Continuum Contributions to the SDO/AIA Passbands During Solar Flares

TL;DR

This study quantifies the continuum emission contribution to SDO/AIA EUV passbands during solar flares, revealing significant free-free emission that varies with flare intensity, emphasizing the need for spectroscopic data for accurate interpretation.

Contribution

It provides the first observational quantification of continuum emission contributions to AIA passbands during flares, highlighting their significance and variation with flare class.

Findings

10-25% of emission in 94A, 131A, 193A, 335A passbands is due to free-free emission.

Up to 50% of 211A emission is from free-free emission during peak flare.
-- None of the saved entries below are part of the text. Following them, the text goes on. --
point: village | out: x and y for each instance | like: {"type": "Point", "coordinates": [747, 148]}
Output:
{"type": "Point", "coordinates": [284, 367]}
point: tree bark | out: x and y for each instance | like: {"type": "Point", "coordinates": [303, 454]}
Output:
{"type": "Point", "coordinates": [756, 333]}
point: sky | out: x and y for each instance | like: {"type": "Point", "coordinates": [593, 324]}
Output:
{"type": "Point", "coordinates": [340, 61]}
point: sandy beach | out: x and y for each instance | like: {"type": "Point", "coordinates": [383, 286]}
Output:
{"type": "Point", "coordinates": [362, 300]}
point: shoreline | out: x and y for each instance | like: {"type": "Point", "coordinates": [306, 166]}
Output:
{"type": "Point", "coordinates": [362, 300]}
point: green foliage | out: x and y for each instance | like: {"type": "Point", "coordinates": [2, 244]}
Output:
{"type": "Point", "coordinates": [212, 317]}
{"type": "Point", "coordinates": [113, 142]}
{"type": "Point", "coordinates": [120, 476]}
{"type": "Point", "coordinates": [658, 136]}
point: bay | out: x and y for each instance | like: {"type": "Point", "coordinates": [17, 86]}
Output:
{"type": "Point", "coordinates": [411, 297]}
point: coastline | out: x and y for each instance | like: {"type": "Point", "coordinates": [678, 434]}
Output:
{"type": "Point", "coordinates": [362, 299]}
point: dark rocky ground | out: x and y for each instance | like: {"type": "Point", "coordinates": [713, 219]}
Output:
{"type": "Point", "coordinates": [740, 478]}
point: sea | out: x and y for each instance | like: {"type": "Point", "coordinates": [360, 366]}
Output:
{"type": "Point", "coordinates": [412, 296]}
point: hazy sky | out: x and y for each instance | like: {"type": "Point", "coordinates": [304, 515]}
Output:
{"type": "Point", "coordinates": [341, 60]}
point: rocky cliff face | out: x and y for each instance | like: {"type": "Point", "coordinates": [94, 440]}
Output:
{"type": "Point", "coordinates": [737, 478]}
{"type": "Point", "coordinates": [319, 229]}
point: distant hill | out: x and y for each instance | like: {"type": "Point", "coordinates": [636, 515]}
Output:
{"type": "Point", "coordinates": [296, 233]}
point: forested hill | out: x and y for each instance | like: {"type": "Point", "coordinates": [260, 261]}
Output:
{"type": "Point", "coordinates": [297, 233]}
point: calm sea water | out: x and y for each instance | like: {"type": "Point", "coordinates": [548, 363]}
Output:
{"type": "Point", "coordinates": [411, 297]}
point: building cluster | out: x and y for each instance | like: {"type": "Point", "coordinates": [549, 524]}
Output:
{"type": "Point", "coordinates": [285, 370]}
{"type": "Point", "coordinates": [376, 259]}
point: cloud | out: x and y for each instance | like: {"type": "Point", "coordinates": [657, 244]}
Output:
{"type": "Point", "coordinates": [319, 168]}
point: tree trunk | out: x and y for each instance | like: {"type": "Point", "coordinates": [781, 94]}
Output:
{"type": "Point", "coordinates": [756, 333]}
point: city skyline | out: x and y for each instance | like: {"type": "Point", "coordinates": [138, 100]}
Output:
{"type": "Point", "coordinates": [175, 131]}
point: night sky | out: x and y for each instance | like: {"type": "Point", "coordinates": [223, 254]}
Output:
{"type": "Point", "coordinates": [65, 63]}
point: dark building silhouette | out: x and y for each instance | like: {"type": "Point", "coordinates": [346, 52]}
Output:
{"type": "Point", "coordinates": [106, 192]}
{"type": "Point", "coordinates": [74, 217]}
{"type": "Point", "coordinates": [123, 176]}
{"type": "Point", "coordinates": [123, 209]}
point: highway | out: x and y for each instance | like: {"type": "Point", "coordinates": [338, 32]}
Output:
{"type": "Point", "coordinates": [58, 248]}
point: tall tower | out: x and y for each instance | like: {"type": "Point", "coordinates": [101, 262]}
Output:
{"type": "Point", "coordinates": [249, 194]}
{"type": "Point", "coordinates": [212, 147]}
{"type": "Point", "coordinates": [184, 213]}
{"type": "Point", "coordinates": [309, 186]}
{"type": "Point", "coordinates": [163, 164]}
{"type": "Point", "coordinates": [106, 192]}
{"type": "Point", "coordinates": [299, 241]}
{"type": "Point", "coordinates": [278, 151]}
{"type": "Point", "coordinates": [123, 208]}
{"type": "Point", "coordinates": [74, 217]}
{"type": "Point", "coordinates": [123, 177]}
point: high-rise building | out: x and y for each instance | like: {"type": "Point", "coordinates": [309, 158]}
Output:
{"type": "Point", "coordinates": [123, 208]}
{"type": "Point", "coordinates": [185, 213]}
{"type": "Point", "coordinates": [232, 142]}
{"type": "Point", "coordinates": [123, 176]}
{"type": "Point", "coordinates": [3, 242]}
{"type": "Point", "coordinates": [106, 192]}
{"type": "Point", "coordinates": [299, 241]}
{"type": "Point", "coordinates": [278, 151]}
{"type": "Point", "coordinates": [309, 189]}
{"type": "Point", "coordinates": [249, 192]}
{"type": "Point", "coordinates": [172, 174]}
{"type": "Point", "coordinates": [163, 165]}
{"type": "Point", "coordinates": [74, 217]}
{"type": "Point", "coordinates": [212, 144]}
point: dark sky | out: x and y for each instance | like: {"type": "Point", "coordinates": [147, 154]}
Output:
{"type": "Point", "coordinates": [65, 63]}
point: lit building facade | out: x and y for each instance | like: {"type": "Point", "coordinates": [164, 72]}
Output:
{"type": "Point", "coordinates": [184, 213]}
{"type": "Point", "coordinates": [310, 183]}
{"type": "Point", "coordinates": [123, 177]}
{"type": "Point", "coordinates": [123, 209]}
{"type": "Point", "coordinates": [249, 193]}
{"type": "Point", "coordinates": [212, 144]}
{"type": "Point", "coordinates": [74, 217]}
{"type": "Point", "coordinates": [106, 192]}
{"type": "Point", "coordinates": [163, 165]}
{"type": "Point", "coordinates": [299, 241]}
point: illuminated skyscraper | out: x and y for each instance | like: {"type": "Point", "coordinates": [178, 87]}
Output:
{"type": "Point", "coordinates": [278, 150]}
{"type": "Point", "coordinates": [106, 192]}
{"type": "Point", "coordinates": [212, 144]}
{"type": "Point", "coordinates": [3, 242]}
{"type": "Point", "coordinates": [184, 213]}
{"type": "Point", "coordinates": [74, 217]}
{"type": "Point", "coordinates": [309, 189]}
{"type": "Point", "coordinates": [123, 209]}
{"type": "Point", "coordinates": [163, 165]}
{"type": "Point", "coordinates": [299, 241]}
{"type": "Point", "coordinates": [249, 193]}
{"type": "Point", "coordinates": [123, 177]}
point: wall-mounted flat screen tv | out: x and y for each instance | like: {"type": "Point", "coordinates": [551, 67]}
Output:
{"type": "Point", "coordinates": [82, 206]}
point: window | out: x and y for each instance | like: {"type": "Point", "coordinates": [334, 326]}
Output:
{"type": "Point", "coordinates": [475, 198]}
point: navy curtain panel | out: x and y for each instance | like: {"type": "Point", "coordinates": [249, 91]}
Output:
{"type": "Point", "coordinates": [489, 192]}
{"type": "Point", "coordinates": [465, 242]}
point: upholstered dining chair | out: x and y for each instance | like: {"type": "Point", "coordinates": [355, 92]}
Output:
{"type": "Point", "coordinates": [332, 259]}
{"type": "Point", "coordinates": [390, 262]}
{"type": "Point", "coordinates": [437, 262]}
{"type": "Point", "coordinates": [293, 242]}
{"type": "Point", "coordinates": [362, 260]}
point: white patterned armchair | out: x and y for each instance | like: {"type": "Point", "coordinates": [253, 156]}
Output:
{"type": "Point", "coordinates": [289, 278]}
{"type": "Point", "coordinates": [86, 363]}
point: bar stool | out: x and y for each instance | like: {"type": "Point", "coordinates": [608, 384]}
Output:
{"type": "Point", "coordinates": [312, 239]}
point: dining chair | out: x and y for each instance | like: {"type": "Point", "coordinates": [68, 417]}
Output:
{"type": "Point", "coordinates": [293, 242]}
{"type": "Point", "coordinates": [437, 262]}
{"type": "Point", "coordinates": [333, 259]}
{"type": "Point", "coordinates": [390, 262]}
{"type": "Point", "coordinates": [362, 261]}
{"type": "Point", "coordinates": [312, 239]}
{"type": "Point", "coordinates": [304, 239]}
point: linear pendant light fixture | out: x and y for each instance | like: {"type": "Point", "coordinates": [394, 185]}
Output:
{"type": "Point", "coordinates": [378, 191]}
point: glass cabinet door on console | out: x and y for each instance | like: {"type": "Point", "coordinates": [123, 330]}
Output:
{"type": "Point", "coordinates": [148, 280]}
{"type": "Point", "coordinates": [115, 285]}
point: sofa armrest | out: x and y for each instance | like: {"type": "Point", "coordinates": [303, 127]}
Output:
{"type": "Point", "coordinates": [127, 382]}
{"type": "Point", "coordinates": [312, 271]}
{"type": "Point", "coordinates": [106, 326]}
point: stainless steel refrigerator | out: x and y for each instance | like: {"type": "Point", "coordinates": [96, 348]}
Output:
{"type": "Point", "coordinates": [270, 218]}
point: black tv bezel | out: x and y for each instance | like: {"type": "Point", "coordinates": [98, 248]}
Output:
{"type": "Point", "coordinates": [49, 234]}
Continuum contribution increases with flare class, especially in 171A and 211A channels.

Abstract

Data from the Multiple EUV Grating Spectrograph (MEGS-A) component of the Extreme Ultraviolet Experiment (EVE) onboard the Solar Dynamics Observatory (SDO) were used to quantify the contribution of continuum emission to each of the EUV channels of the Atmospheric Imaging Assembly (AIA), also on SDO, during an X-class solar flare that occurred on 2011 February 15. Both the pre-flare subtracted EVE spectra and fits to the associated free-free continuum were convolved with the AIA response functions of the seven EUV passbands at 10 s cadence throughout the course of the flare. It was found that 10-25% of the total emission in the 94A, 131A, 193A, and 335A passbands throughout the main phase of the flare was due to free-free emission. Reliable measurements could not be made for the 171A channel, while the continuum contribution to the 304A channel was negligible due to the presence of the strong He II emission line. Up to 50% of the emission in the 211A channel was found to be due to free-free emission around the peak of the flare, while an additional 20% was due to the recombination continuum of He II. The analysis was extended to a number of M- and X-class flares and it was found that the level of free-free emission contributing to the 171A and 211A passbands increased with increasing GOES class. These results suggest that the amount of continuum emission that contributes to AIA observations during flares is more significant than that stated in previous studies which used synthetic, rather than observed, spectra. These findings highlight the importance of spectroscopic observations carried out in conjunction with those from imaging instruments so that the data are interpreted correctly.